Today I am straying from my deaf life and posting about a different concern.
Three weeks ago, I began to have significant chest pain and shortness of breath. It began suddenly in the night and continued to worsen the next morning. I didn't feel like it was a major concern and went to work the next day. However, by mid-morning, my breathing worsened and I began to feel faint and dizzy. Since both my primary care physician and my cardiologist offices were closed, I had no other option but to go to the ER where I was admitted for observation and tests.
Having a history of dysrhythmia and pulmonary embolism, I was given the standard course of tests -- x-ray, echogram, and stress test, all of which came back normal. It wasn't my heart. Yet the chest pain and shortness of breath continued. At the end of the 2nd day, I was conferring with the hospitalist's PA about my orders to follow up with my primary care physician.
"So, what should I do about the pain and breathlessness until then?" I asked.
"I can give you something for anxiety," she said.
"Why anxiety?" I asked. "Do you think this a panic attack or something?"
"Well, it can relieve your stress and make you feel better," she said.
"I'm stressed because I can't breathe, and you want to give me a pill for anxiety?"
"No. That's not what I'm saying. But maybe it will make you feel better," she went on.
"Because it will...?" I was leading...
"Let me talk to the doctor about what we should do," she said and left my room.
As I lay there in the bed, waiting for someone -- anyone -- to give me answers and relieve my symptoms, I tried to quell the anger that was rising in me. And I remembered.
A gastrointerologist once suggested I see a psychiatrist after I'd been vomiting for 35 days and he deemed there was nothing physically wrong with me. It must be in my head. My private doctor looked at my test results and found that my gallbladder was infected and full of sludge and stones. He overrode the GI's orders and sent a surgeon to my hospital room. Surgery was performed the next morning and I haven't vomited since. The delay in treatment, however, left me with a resulting hiatal hernia from the vomiting and subsequent gastrointestinal problems that will plague me for the rest of my life.

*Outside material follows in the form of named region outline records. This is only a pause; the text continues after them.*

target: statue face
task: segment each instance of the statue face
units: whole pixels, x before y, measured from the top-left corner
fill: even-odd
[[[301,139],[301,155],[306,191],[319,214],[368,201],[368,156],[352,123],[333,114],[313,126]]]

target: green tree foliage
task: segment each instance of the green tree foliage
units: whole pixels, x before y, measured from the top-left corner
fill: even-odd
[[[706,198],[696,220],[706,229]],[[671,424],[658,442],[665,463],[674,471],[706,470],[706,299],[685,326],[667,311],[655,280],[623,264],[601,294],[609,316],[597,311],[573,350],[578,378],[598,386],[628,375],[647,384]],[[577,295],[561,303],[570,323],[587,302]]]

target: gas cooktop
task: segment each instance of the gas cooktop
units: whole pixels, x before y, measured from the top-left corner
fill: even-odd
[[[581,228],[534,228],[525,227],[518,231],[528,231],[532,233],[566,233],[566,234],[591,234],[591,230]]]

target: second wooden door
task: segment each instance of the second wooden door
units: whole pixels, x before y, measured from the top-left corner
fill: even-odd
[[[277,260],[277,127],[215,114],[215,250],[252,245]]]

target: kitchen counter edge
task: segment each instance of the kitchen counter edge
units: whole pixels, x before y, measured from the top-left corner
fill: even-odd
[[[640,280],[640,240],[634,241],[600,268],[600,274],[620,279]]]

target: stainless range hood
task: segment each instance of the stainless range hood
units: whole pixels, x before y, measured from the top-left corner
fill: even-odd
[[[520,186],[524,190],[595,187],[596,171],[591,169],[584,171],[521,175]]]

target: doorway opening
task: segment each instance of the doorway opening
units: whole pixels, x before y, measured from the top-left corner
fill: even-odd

The ire. The gall. The incompetence. The insinuation. I am not a crazy, hysterical, hypochondriac woman. Sometimes I have pain. And when I seek medical attention for it, it's because it's real. It is not in my head.

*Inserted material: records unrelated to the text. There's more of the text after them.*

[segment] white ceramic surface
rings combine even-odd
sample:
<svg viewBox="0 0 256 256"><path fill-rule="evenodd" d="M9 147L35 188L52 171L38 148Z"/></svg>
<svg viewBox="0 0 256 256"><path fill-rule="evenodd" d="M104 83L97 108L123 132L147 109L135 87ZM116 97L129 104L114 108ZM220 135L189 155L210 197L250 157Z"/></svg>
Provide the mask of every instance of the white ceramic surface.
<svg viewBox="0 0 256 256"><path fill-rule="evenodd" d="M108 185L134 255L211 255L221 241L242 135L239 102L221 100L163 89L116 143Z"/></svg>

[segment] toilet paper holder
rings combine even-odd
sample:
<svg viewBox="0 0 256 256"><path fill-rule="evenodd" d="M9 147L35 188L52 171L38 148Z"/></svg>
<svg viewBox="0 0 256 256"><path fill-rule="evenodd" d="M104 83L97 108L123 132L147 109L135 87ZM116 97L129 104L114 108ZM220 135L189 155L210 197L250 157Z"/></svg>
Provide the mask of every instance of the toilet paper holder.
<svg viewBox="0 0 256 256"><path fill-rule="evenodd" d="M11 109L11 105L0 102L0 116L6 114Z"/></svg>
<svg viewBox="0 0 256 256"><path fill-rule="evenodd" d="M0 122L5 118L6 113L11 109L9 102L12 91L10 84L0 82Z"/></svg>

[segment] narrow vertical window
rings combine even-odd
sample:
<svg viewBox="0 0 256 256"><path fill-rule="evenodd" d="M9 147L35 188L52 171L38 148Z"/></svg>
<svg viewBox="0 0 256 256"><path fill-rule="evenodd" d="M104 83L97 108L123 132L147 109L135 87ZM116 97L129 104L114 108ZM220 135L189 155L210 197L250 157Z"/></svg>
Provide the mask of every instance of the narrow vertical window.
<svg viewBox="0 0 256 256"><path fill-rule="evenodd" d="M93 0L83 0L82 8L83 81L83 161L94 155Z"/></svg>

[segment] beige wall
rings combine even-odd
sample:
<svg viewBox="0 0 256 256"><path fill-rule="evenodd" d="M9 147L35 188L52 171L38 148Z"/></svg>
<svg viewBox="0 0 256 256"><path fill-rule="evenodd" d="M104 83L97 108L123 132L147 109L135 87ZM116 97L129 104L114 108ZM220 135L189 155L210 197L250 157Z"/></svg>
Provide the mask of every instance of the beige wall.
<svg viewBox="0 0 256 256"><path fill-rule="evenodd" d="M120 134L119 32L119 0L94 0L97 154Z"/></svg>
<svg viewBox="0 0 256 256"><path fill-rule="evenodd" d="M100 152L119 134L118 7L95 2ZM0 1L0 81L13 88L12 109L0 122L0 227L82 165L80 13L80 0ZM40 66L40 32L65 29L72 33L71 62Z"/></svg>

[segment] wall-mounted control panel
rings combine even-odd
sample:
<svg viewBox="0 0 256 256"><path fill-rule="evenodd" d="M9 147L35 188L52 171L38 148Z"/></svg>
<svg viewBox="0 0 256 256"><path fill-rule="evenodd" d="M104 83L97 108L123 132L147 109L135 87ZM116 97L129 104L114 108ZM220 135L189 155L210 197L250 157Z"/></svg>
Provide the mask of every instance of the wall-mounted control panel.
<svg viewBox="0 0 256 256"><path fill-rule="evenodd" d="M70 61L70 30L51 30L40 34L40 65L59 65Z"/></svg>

Yep. You know what? My name is Bonnie, and I'm mad as hell.
I'm mad because too many doctors' go-to diagnosis for women is "anxiety". I'm mad because it's not just me. I'm mad because I hear the same story from other women. Often. I'm mad because we are not hysterical. We are not crazy. I'm mad because anxiety and
hysterics still play into the medical treatment for women in this day and age. I'm mad because women deserve better than "I can give you a pill for anxiety."

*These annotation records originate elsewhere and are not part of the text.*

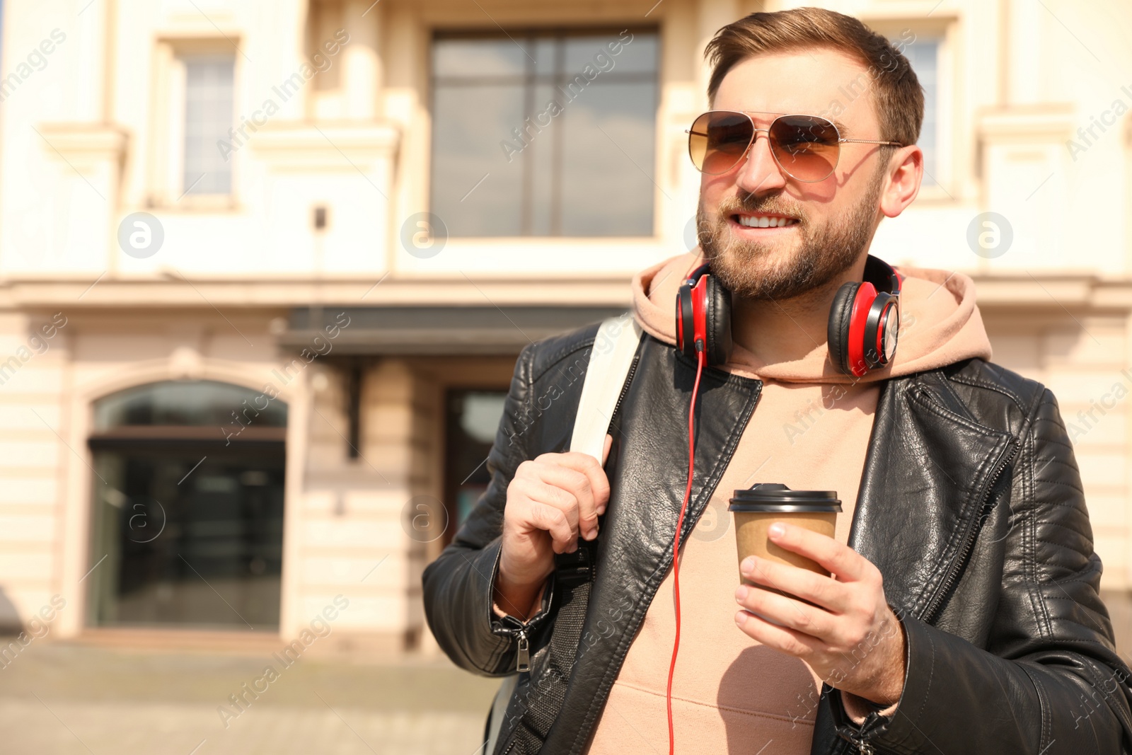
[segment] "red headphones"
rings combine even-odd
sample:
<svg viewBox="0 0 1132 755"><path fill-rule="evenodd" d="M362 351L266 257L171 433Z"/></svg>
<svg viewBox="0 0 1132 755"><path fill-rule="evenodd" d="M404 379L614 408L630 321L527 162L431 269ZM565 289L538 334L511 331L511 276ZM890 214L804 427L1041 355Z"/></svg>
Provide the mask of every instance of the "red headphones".
<svg viewBox="0 0 1132 755"><path fill-rule="evenodd" d="M692 271L676 295L676 348L696 359L696 342L709 364L723 364L731 354L731 293L709 272ZM830 360L843 374L861 377L892 362L900 329L902 277L887 263L869 255L865 280L843 283L830 306L826 329Z"/></svg>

Would this have happened to a man, I wonder?
"Sir, maybe you should take this pill for anxiety and calm down. This pain is in your head."
I think not. This is the archaic misogyny that is still present in medical practice today. And that makes me mad, too, Eddie.
The conclusion to this drama is that I refused to be told that the pain was in my head. I continued to press my own doctor until I got an answer. Pleurisy and resulting costochondritis. He's now treating me for both the pleurisy and the arthritic pain in the joints connecting the rib cage to the sternum caused by the pleurisy. I thanked him for treating me with respect and dignity. For persisting until he found the correct cause of my pain. For not insinuating that I am just a hysterical woman.
I feel a little better now that I have a treatment plan for my symptoms. Symptoms that can be treated and relieved. Symptoms that are real.
But I'm still mad. Oh yeah. Is there a pill for that?